M np.ndarray [shape=(n_mels, 1 + n_fft/2)] Mel transform matrix

rythm_forge.core.mel_to_hz(array: ndarray)[source]: Converts Mels to Hz :param array: np.ndarray of values in Mels to be converted to Hz

rythm_forge.core.melspectrogram(stft_matrix: ndarray, n_fft=2048, sr=44100, n_mels=128) → ndarray[source]

Convert an STFT matrix to a mel spectrogram.

This function transforms a Short-Time Fourier Transform (STFT) matrix into a mel spectrogram, where the frequency axis is mapped to the mel scale, which is a perceptually motivated scale of pitches.

Parameters:

stft_matrix – np.ndarray The input STFT matrix of shape (…, n_freqs, n_times), representing the magnitude of the STFT of the audio signal.
n_fft – int, optional, default=2048 The number of FFT components, corresponding to the number of frequency bins in the STFT. This value determines the resolution of the frequency axis.
sr – int, optional, default=44100 The sample rate of the audio signal. This is used to compute the mel filter bank.
n_mels – int, optional, default=128 The number of mel bands to generate. This determines the resolution of the mel scale.

Returns:

np.ndarray The mel spectrogram of shape (…, n_mels, n_times), where the frequency bins are replaced by mel bands.

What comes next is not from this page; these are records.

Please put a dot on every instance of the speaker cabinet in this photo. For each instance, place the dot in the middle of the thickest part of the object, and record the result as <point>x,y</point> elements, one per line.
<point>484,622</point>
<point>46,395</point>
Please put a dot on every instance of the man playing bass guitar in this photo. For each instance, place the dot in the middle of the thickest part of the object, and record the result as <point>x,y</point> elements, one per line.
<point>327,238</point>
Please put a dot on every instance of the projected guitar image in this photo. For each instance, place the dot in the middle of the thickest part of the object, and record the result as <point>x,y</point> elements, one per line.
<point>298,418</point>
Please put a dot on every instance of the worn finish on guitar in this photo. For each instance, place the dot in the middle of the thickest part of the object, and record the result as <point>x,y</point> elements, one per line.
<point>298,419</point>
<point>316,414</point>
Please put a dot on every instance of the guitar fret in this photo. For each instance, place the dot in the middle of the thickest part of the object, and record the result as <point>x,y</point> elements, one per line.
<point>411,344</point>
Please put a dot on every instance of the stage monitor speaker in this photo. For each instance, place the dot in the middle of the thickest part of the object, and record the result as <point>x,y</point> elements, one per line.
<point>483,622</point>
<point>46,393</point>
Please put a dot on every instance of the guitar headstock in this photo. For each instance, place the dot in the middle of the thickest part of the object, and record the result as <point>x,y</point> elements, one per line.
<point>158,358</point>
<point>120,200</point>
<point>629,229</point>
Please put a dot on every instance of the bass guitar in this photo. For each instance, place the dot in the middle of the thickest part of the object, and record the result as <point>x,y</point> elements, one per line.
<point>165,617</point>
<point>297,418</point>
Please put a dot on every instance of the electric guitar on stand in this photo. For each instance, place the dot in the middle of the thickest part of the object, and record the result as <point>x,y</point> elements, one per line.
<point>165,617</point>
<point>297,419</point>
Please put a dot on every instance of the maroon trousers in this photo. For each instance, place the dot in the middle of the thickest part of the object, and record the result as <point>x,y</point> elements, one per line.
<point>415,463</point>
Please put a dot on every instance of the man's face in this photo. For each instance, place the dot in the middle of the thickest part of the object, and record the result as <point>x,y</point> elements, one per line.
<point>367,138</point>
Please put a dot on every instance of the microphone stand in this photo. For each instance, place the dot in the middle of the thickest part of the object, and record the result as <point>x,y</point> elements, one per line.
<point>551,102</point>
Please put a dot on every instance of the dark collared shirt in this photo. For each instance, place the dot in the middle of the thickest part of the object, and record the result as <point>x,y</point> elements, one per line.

rythm_forge.core.power_to_dB(S, ref=1.0, amin=1e-10, top_db=80.0)[source]

Convert a power spectrogram to decibel (dB) units.

Parameters:

S – np.ndarray Input power spectrogram.
ref – float or callable Reference value. If scalar, amplitude is scaled relative to ref. If callable, the reference value is computed as ref(S).
amin – float Minimum threshold for S and ref.
top_db – float Threshold the output at top_db below the peak.

Returns:

np.ndarray The dB-scaled spectrogram.

rythm_forge.core.resample(y: ndarray, sr: int, new_sr=8000) → tuple[ndarray, int][source]

Resample a time series from sr to new_sr

Parameters:

y – np.ndarray A 1D or 2D numpy array of input audio samples, with each row being different channel
sr – int Original sampling rate at which y has been acquired.
new_sr – int Target sampling rate

Returns:

,int y_hat: mp.ndarray, y resampled from sr to new_sr new_sr:int sampling rate used in resampling

rythm_forge.core.stft(samples: ndarray, n_fft=2048, hop_size=512, window_length=None, center=True)[source]

Compute the Short-Time Fourier Transform (STFT) of the input samples.

Parameters:

samples – np.ndarray A 1D or 2D numpy array of input audio samples. If 1D, it is assumed to be a single channel.
n_fft – int, optional The number of frequency bins. Default is 2048. Must be a power of 2.
hop_size – int, optional The hop size (stride) between successive frames. Default is 512.
window_length – int, optional The length of the window function applied to each frame. If None, it defaults to n_fft. Must be less than or equal to n_fft.
center – bool, optional If True, the signal is padded such that the t-th frame is centered at time t*hop_size. Default is True.

Returns:

np.ndarray A 2D or 3D numpy array containing the STFT of the input samples. The shape is (channels, frequency_bins, frames) if the input is 2D, otherwise (frequency_bins, frames).

Raises:

RythmForgeValueError – If window_length is greater than n_fft.